# Scope

The goal is to capture the "scholarly web": the graph of written works that
cite other works. Any work that is both cited more than once and cites more
than one other work in the catalog is very likely to be in scope. "Leaf nodes"
and small islands of intra-cited works may or may not be in scope.

Overall focus is on written works, with some exceptions. The expected core
focus (for which we would pursue "completeness") is:

    journal articles
    academic books
    conference proceedings
    technical memos
    dissertations
    monographs
    well-researched blog posts
    web pages (that have citations)
    "white papers"

Possibly in scope:

    reports
    magazine articles
    essays
    notable mailing list postings
    government documents
    presentations (slides, video)
    datasets
    well-researched wiki pages
    patents

Probably not:

    court cases and legal documents
    newspaper articles
    social media
    manuals
    datasheets
    courses
    published poetry

Definitely not:

    audio recordings
    tv show episodes
    musical scores
    advertisements

Author, citation, and work disambiguation would be core tasks. Linking
pre-prints to final publication is in scope.

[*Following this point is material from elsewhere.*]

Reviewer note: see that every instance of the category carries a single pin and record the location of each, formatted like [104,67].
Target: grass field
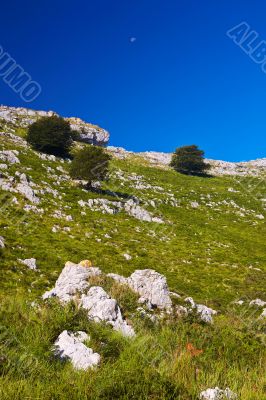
[213,251]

I'm much less interested in altmetrics, funding, and grant relationships than
most existing databases in this space.

Fatcat would not include any fulltext content itself, even for cleanly licensed
(open access) works, but would have "strong" (verified) links to fulltext
content, and would include file-level metadata (like hashes and fingerprints)
to help discovery and identify content from any source. File-level URLs with
context ("repository", "author-homepage", "web-archive") should make Fatcat
more useful for both humans and machines to quickly access fulltext content of
a given mimetype than existing redirect or landing page systems. So another
factor in deciding scope is whether a work has "digital fixity" and can be
contained in a single immutable file.